Repatriar a Borges

Una charla infinita con Borges es un sueño que nadie ha podido conseguir. El que se aproximó más a ello fue su amigo Osvaldo Ferrari, periodista y poeta 50 años más joven, quien en 1984 y 1985 mantuvo con él, en Radio Municipal, 118 breves conversaciones semanales, alrededor del cuarto de hora cada una, que Seix Barral ha editado con el título Los diálogos para gozo desbordante de tantos, entre los que me encuentro. Borges puso solo una condición: que los temas no fueran acordados previamente (“no conversamos nunca hacia un fin”).
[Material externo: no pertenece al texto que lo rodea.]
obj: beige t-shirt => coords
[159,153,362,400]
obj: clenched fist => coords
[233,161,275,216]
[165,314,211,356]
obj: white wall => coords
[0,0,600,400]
El argentino revindica a Sócrates, el filósofo que jamás escribió nada, lamenta –¡él!– que los libros no te responden y explica que por eso los griegos inventaron el diálogo, “la mejor cosa que registra la historia universal”, una conversación sin pautas a la que uno llega abierto a entender las razones del otro y sin la cual “la cultura occidental es inconcebible”.
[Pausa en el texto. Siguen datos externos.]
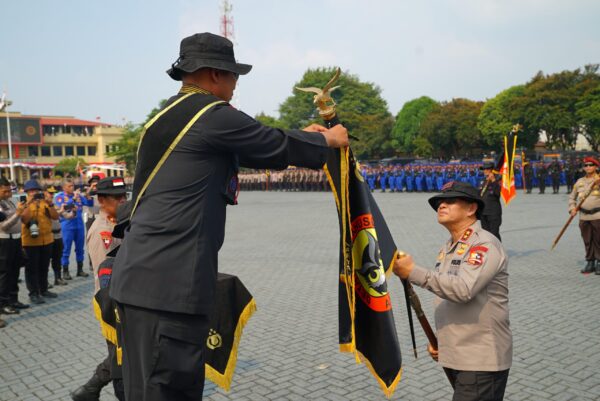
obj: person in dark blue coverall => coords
[54,180,94,280]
“Yo tuve la noción, al entrar en contacto con Borges, de participar en una nueva dimensión”, ha declarado Ferrari. A esa tercera fase, a ese fascinante Aleph oral, de densidad filosófica y belleza plástica, nos traslada este volumen de casi 800 páginas.
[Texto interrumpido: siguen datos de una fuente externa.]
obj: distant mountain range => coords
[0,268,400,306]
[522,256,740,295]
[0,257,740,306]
Borges define a los argentinos como “europeos en el exilio”, y por ello incluso más europeos que los que nos quedamos en el Viejo Continente. Habla de sus lecturas, sus pasiones, sus ideas, su ética, y hasta de su madre (“le debo tanto a su indulgencia”), quien le leía en voz alta durante horas, tradujo a Saroyan, D.H. Lawrence... y, según confiesa el argentino, “inventó el final de uno de mis cuentos más conocidos, La intrusa”  y fue asimismo la autora real de la traducción de Las palmeras salvajes de Faulkner que firmó para la posteridad su hijo (“yo solo la revisé después, y casi no modifiqué nada”).

Ferrari, hacia quien Borges tiene palabras que evidencian su profunda amistad, no se hablaba con la viuda del autor, María Kodama (fallecida el año pasado), porque, a pesar de que Borges le cedió a él por escrito los derechos de esas charlas, ella pleiteó durante cinco años en los juzgados para arrebatárselos (finalmente, un juez le dio la razón a Ferrari). El periodista-poeta apunta un tema espinoso: pide –como en su día hizo la hermana del autor, la pintora Norah Borges– que los restos del escritor se repatríen a Buenos Aires. “De ninguna manera él hubiera querido morir en Ginebra, él quería estar en Recoleta” y recuerda que hubo intentos de repatriación, a los que Kodama se opuso. “En términos simbólicos sería una obligación de todos nosotros que él viniera y pudiera estar con sus antepasados en el lugar donde quería estar”. Queda dicho.